3章5話 あ、悪魔にしては優しいじゃない!

『チカヅクナ』。



その文字を見て、私はしばらく固まる。

誰がこんな手紙を? いつ? どんな恨みで……?

私、何かした? しかも、近づくな、って、何に?


ぐるぐると回る頭。


はっとし、私はそのメモを慌てて閉じ、ポケットに入れた。



――モデルやってた時、アンチなんて雨のように浴びてきたしね、大丈夫!


手洗いの鏡の前に立ち、口角をあげてみる。うん、上手く笑えてる。


私は震える足を無理やり進ませ、手洗いを出た。



「おお、て、天詩じゃないか、偶然だな。 ……そのだな、告白は、受けることにしたのか?」


と、手洗いの前でうろうろとしていたらしい斗真が、それとなく話しかけてくる。


……ごめん、斗真……。

私は慌てて笑みを張り付けた。


「ま、まだ悩み中だわ」

「そ、そうか……」


手紙の真相を知られたら、余計な心配をかけちゃう……。

大事な友達だもん。
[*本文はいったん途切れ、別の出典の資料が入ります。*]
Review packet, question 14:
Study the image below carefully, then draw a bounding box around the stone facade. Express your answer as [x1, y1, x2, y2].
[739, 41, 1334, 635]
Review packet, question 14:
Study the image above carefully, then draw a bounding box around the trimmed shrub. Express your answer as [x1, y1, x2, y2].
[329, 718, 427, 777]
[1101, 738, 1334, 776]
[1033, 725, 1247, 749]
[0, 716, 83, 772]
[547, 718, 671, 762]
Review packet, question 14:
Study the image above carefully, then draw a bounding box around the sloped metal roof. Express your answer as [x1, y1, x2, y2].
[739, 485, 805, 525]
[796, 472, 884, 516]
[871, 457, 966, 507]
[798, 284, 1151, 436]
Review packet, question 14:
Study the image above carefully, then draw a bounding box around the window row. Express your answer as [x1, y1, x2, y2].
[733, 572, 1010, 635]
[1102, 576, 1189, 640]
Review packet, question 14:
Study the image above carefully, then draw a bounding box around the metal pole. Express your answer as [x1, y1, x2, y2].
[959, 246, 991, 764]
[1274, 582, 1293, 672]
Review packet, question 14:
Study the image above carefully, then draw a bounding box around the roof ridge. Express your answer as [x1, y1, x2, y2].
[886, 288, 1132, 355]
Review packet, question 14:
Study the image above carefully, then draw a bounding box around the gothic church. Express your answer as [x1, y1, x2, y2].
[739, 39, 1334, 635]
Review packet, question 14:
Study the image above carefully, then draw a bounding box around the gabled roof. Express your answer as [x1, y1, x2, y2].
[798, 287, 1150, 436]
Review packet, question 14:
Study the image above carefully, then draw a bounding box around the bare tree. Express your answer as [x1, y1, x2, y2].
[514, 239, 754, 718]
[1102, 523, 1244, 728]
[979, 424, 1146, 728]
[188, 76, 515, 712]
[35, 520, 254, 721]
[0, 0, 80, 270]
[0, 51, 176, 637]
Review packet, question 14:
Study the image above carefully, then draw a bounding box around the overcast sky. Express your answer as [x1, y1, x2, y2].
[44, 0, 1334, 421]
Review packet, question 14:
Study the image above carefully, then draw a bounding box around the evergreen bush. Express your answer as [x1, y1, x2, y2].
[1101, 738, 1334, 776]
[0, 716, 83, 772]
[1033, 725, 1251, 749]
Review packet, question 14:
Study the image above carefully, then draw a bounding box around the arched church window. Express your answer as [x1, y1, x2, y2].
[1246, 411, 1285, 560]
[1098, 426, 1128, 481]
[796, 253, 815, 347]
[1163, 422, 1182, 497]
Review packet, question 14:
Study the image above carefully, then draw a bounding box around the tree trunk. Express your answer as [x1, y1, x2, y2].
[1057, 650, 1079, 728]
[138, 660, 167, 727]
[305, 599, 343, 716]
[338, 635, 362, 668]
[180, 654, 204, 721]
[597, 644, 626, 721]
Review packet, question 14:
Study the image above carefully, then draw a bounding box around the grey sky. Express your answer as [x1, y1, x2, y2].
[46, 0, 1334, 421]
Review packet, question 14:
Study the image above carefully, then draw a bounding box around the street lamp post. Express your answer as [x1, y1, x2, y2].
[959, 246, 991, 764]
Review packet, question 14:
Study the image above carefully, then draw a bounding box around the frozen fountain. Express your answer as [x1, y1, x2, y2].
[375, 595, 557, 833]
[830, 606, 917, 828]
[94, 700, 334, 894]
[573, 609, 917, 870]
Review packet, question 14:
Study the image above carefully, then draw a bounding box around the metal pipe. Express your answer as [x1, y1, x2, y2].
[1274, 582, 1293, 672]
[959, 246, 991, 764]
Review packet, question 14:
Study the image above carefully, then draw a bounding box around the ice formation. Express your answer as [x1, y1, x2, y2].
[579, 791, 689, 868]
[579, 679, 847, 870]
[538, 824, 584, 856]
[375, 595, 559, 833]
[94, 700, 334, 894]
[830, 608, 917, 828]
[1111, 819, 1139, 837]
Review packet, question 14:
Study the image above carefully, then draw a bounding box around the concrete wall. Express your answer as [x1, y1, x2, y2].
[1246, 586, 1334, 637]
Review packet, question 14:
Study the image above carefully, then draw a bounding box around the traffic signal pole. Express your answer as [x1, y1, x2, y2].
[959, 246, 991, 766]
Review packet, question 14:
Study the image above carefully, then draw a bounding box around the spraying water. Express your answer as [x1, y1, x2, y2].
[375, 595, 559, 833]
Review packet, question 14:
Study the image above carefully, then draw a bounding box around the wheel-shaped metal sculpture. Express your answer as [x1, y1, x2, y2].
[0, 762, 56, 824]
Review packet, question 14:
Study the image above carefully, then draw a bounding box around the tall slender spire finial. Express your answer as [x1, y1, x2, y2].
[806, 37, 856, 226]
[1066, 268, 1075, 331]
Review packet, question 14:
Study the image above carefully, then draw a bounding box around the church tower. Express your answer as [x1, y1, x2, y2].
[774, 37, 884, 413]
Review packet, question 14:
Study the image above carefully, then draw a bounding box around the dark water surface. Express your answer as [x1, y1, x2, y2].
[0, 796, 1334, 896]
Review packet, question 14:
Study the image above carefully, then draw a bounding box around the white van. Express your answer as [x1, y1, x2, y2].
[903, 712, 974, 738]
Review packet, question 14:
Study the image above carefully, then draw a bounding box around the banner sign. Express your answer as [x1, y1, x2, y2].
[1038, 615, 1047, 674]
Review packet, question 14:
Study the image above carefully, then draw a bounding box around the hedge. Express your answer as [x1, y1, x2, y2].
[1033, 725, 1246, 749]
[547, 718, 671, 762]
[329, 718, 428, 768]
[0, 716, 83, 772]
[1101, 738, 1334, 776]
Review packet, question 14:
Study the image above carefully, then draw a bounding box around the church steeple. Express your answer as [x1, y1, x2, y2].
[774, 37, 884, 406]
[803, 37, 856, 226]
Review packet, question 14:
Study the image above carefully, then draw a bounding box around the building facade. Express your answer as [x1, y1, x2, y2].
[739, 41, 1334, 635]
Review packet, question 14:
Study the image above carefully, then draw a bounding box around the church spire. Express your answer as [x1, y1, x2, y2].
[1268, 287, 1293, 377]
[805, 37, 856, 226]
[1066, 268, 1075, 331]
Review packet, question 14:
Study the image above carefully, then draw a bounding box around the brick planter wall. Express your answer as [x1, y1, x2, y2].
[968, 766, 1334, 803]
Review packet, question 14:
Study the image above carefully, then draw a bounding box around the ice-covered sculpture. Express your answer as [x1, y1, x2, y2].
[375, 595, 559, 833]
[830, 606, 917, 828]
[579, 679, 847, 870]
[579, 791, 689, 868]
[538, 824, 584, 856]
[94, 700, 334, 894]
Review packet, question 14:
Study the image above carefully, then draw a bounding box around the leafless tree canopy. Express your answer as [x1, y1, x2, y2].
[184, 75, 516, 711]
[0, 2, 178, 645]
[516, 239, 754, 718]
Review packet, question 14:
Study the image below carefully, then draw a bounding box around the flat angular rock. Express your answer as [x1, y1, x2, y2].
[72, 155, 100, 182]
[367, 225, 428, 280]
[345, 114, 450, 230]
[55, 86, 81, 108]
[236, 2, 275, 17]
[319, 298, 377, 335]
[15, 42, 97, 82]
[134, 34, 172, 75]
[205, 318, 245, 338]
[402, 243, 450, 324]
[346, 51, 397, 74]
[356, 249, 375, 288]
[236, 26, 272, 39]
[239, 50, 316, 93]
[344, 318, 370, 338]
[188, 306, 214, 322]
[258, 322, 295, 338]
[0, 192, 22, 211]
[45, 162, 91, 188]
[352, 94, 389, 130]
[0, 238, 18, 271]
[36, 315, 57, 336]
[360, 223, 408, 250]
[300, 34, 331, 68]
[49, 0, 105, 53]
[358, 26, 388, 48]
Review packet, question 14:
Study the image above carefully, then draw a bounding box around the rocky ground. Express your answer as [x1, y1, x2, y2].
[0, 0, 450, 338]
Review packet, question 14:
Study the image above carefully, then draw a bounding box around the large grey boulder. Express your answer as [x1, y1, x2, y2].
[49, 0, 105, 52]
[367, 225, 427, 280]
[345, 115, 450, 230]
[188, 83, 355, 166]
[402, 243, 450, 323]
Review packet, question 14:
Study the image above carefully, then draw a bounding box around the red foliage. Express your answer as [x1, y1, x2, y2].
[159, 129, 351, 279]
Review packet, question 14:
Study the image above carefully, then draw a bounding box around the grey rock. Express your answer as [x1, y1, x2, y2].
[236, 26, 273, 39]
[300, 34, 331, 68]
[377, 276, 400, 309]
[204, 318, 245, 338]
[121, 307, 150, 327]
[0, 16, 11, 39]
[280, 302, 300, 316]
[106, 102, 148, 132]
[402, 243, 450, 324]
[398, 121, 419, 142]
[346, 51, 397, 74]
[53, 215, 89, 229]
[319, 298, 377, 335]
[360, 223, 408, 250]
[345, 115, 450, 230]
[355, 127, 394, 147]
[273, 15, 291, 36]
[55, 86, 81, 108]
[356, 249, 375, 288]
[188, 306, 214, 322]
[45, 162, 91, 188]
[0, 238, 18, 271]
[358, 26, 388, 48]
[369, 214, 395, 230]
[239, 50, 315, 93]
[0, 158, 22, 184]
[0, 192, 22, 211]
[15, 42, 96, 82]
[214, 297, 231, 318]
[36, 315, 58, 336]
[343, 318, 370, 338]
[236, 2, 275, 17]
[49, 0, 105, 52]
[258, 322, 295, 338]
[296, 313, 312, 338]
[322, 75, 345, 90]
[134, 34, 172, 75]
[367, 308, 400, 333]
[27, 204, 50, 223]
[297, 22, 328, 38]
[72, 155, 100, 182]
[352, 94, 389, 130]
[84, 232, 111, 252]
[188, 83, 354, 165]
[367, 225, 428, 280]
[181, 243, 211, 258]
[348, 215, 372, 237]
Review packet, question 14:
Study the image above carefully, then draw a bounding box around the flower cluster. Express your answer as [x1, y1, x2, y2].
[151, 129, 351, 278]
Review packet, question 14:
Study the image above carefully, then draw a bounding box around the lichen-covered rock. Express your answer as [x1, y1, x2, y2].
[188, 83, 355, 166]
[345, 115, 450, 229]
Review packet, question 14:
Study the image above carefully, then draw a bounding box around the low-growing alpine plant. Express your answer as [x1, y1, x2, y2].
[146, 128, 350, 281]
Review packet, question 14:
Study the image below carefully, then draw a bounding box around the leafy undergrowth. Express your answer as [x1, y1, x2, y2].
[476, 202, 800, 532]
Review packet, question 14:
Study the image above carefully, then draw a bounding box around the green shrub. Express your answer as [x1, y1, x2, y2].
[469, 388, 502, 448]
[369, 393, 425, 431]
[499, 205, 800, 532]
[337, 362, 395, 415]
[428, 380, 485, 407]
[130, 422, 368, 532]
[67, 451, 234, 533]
傷つけたくないよ。


「っじゃあ、また勉強会でね」

「おう……」


私は逃げるようにしてその場を離れた。





ʚ斗真ɞ





「あぁ、斗真じゃん! 一日、どうだった?」

「なのです」


天詩が去った後、隼と姫がちょうど現れ、俺はびくっとする。


「あーまぁ、そこそこ」


天詩のことで頭は一杯だ。できれば、こいつらとはさっさと話を終わらせたい。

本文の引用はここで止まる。